OHDSI Home | Forums | Wiki | Github

Phenotype Phebruary Day 21- Prostate Cancer

Hi everyone,

It is Phenotype Phenbruary-Day 21 and it is time to talk about prostate cancer. Some of the materials I am presenting here are based on previous works from the PIONEER study-a-thon, the Oncology WG (specifically the work @mgurley is leading on deriving initial disease episode from discrete diagnosis and an amazing discussions and team work. A shout out to @dkosareva, @Ajit_Londhe and the Amgen team, @mmayer, @mgurley, @Adam_Black.

Clinical Definition
Prostate cancer is a cancer of the prostate gland, an organ of the male reproductive system located below the bladder and surrounding the urethra. It is the second most common malignancy in men and the fifth leading cause of death worldwide. Median age at diagnosis is approximately 67 years.

Clinical Presentation

  • Most prostate cancer patients are asymptomatic at the time of diagnosis and are diagnosed during screening.
  • Local growth of the tumor can lead to symptoms of urinary obstruction including urgency, hesitancy, nocturia, incomplete bladder emptying and decrease urinary stream. These symptoms, however, are nonspecific.
  • Some patients may also present with symptoms of metastasis such as bone pain and pathologic fracture.

Diagnosis

  • Screening for prostate cancer is the primary way to detect localized prostate cancer in asymptomatic individuals, the stage at which the disease is potentially curable. Screening methods primarily involve measurements of the blood serum biomarker prostate-specific antigen (PSA).
  • Digital rectal exam (DRE), PSA levels and MRI are standard diagnostic tools for detection of prostate cancer. PSA measurement is a better independent predictor of prostate cancer than DRE and complements prostate cancer detection efforts. However, both diagnostic procedures (DRE and PSA testing) can be abnormal without prostate cancer being present (false-positive) and can be normal despite the presence of prostate cancer (false-negative).
  • A prostate biopsy is used to assess the presence of prostate cancer if DRE and/or imaging results are suspicious or if the PSA value is confirmed to be elevated or rising without any other explanation.

Prognosis and survival:
The prognosis of the disease varies by tumor grade and stage at the time of primary diagnosis:

  1. 80% organ-confined disease with a 5-year overall survival (OS) between 60% and 99%
  2. 15% locoregional disease. 5-year OS is between 60% and 80%
  3. 5% late-stage disease with distant metastases. The OS is poor in this group: 5-year OS is 30-40%

The survival of patients with prostate cancer is related to several factors, including tumor extent, grade, patient’s age and general health and PSA level.

Treatment
Treatment decision is based on several factors, including tumor stage, histopathological and molecular features of the tumor, level of risk, anticipated life expectancy, overall health, and personal preference.

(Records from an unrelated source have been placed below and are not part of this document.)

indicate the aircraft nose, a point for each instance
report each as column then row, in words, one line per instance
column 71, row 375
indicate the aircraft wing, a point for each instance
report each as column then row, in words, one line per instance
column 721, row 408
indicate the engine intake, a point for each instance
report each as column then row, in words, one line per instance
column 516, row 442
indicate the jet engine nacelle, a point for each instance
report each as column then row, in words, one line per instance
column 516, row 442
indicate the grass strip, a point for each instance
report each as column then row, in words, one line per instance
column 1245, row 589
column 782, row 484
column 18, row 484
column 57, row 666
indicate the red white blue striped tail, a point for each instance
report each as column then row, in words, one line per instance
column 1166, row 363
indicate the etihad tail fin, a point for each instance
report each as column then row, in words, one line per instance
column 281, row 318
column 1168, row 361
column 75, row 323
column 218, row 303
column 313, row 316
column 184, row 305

Rebello et al provide a great overview of prostate cancer management.

Resources:

  1. Rebello, R.J., Oing, C., Knudsen, K.E. et al. Prostate cancer. Nat Rev Dis Primers 7, 9 (2021). https://doi.org/10.1038/s41572-020-00243-0
  2. PDQ Adult Treatment Editorial Board. Prostate Cancer Treatment (PDQÂź): Health Professional Version. 2022 Feb 2. In: PDQ Cancer Information Summaries [Internet]. Bethesda (MD): National Cancer Institute (US); 2002-. Available from: Prostate Cancer Treatment (PDQÂź) - PDQ Cancer Information Summaries - NCBI Bookshelf

Review of the published literature on prostate cancer definition: The table below provides a summary of the validated algorithms for identification of incident prostate cancer.

Author, Year Definition Other inclusion/exclusion criteria Performance
Parlett, 2017 a diagnosis for prostate cancer (ICD-9=185) within 28 days after a prostate biopsy (HCPCS/CPT=G0416, G0417, G0418, G0419, 55700, 55705, or 55706). Date of prostate cancer biopsy was defined as the diagnosis date men with codes indicating a diagnosis or history of prostate cancer, medical findings strongly correlated with prostate cancer, or procedures (diagnostic and therapeutic) associated with prostate cancer prior to their start of follow-up were excluded to ensure prevalent prostate cancer cases and those not at risk for prostate cancer are excluded from the cohort Sensitivity: 91% and PPV=82% using Georgia Comprehensive Cancer Registry as a gold standard
Hollenbeck, 2016 and Shahinian, 2017 at least two diagnoses of prostate cancer (ICD-9=185) + biopsy in the 180 days prior to the first prostate cancer diagnosis men with any claim in the preceding 12-month period that was associated with a ICD-9 diagnosis code of ‘185’ (prostate cancer) or ‘V10.46’ (personal history of malignant neoplasm of prostate) were excluded PPV=99.8% Sensitivity= 88.7% validated using SEER data

In addition to these two validated algorithms, there are several other algorithms in the literature looking at the same combination of diagnosis codes and biopsy. The major difference between all these algorithms is the gap between biopsy and diagnosis date which ranges from 28 to 180 days prior to diagnosis date. In their study, Parlett et al looked at different intervals between biopsy and diagnosis date and observed 3% increase in sensitivity and 1% decrease in PPV associated with lengthening the gap between biopsy and diagnosis. However, increasing the interval between biopsy and diagnosis increase the likelihood of including a subset of prevalent prostate cancer patients who are receiving biopsy in their follow up. A good example is prostate cancer patients on an active surveillance protocol.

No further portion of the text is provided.